When I had been starting my transformation over 5 years ago, my life was dull. I had no authentic goals nor perspectives. I verily thought that my life would be looking the same for the next few decades, and this thought depressed me to no end. I needed something new and big. During a few weeks of intensive self-analysis I found, to my surprise, that I wanted to be a writer.
That was exciting. That was different. And it was a chance to change the direction of my life. I wanted to be a writer. This “why” pushed me through months of learning the craft and daily writing, through months when my books were selling only a hundred or couple hundred copies, through slow months that came after months of success, which was incredibly frustrating.

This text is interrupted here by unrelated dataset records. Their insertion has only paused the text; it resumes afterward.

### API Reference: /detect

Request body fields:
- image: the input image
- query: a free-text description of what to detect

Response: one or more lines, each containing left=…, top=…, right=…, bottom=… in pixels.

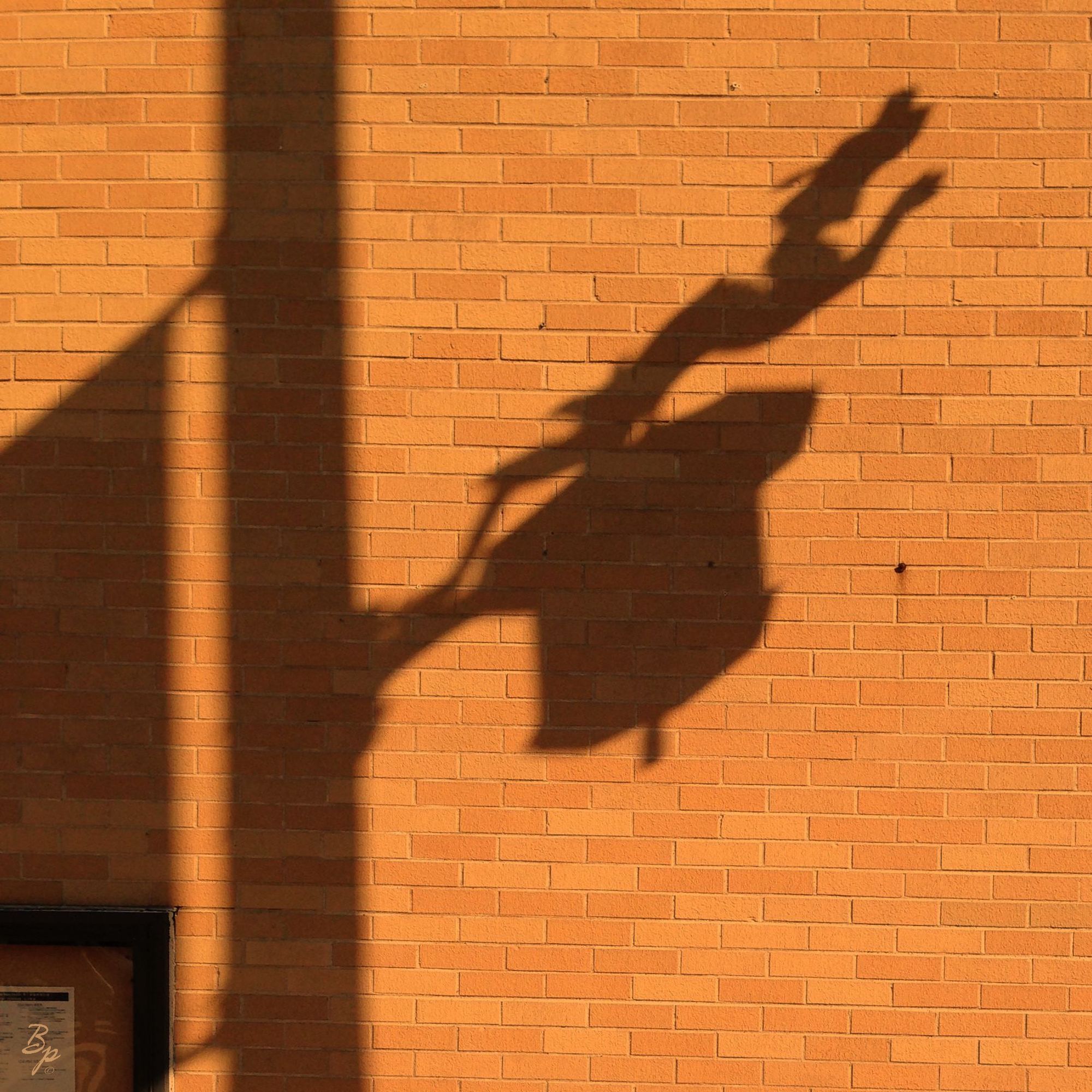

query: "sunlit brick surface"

left=0, top=0, right=1092, bottom=1092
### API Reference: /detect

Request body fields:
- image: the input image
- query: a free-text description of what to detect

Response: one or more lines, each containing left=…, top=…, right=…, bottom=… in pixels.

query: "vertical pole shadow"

left=217, top=0, right=367, bottom=1079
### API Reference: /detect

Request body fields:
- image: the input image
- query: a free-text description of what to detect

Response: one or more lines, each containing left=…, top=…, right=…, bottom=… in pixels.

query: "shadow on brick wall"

left=0, top=0, right=936, bottom=1066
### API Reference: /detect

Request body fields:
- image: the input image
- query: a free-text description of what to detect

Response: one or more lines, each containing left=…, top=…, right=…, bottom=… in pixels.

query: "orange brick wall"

left=6, top=0, right=1092, bottom=1092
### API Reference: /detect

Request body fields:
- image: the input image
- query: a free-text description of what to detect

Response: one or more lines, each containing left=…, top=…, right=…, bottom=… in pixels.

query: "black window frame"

left=0, top=906, right=175, bottom=1092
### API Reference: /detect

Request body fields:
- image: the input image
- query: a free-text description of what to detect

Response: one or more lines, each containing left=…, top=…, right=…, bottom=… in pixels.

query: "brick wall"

left=6, top=0, right=1092, bottom=1092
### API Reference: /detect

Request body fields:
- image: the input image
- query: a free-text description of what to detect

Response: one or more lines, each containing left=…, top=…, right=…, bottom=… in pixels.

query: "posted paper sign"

left=0, top=986, right=75, bottom=1092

This “why” wasn’t dull or false. I experienced that my writing can have exactly the kind of impact I craved. I can affect people’s lives through space and time. Readers all over the world benefitted from my books and articles. Quite often, they found my piece months or years after I published it, and it made a huge impact on them.
However, just being a writer is no longer enough for me. Contrary to appearances, writing books is one of the lowest paid jobs in the world. I broke into the top #15,000 best-earning authors in the world, but it took me years of hard work that brought me to the brink of burnout more times that I care to count.
And I still earn less than $30,000 a year from my royalties. It’s a nice side income, but hardly something you could afford to support a family from. I spent my whole time writing, editing and chasing more marketing venues.
Now, I have a different “why,” and writing is the wrong vehicle to get there. I want to help people. I want to better the fate of the sick, tormented, hungry and poor. I don’t write romances or science fiction, so I would never be able to earn enough to fulfill this need of my heart via writing alone.
To find your “why” start looking for it inside your heart, not in the outside world. Habitualize self-knowledge. Be bold in your search. No one else will see your personal notes or come into your head and make fun of your lofty motivations. Do it for yourself.
Be prepared for change. Your “why” will grow as you grow.